An integrated autoencoder-based hybrid CNN-LSTM model for COVID-19 severity prediction from lung ultrasound

The COVID-19 pandemic has become one of the biggest threats to the global healthcare system, creating an unprecedented condition worldwide. The necessity of rapid diagnosis calls for alternative methods to predict the condition of the patient, for which disease severity estimation on the basis of Lung Ultrasound (LUS) can be a safe, radiation-free, flexible, and favorable option. In this paper, a frame-based 4-score disease severity prediction architecture is proposed with the integration of deep convolutional and recurrent neural networks to consider both spatial and temporal features of the LUS frames. The proposed convolutional neural network (CNN) architecture implements an autoencoder network and separable convolutional branches fused with a modified DenseNet-201 network to build a vigorous, noise-free classification model. A five-fold cross-validation scheme is performed to affirm the efficacy of the proposed network.

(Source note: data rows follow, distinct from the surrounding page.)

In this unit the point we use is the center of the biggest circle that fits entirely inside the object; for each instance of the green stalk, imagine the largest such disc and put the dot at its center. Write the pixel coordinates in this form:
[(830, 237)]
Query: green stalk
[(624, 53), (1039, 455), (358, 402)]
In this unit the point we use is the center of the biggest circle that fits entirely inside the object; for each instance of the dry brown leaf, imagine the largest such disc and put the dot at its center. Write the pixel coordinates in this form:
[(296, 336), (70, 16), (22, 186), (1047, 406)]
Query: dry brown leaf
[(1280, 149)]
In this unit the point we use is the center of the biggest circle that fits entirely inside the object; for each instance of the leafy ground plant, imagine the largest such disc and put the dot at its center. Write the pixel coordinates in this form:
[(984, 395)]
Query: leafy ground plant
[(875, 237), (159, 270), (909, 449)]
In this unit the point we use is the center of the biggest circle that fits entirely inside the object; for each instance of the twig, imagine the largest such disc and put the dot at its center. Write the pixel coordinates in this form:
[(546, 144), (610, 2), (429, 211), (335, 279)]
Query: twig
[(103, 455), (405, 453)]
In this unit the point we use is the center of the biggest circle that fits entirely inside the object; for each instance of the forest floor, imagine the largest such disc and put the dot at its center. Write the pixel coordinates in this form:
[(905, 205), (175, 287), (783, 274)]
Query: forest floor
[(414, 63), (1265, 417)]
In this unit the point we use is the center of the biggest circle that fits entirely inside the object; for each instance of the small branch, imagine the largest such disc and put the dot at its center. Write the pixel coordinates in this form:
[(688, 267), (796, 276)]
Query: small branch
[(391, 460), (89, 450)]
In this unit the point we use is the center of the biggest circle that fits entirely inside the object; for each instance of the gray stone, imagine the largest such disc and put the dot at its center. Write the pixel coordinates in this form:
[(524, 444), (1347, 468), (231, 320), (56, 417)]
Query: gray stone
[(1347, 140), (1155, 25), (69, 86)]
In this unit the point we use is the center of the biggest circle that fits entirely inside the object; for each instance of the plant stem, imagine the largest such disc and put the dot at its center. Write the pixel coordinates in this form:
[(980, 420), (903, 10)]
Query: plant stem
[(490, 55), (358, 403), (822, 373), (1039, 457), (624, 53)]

In-depth result analysis shows a promising improvement in the classification performance by introducing the Long Short-Term Memory (LSTM) layers after the proposed CNN architecture by an average of 7 - 12%, which is approximately 17% more than the traditional DenseNet architecture alone. From an extensive analysis, it is found that the proposed end-to-end scheme is very effective in detecting COVID-19 severity scores from LUS images.

Automated summary

This paper proposes a disease severity prediction architecture based on Lung Ultrasound by integrating deep convolutional and recurrent neural networks to consider spatial and temporal features of LUS frames, significantly improving the classification performance of COVID-19 severity scores.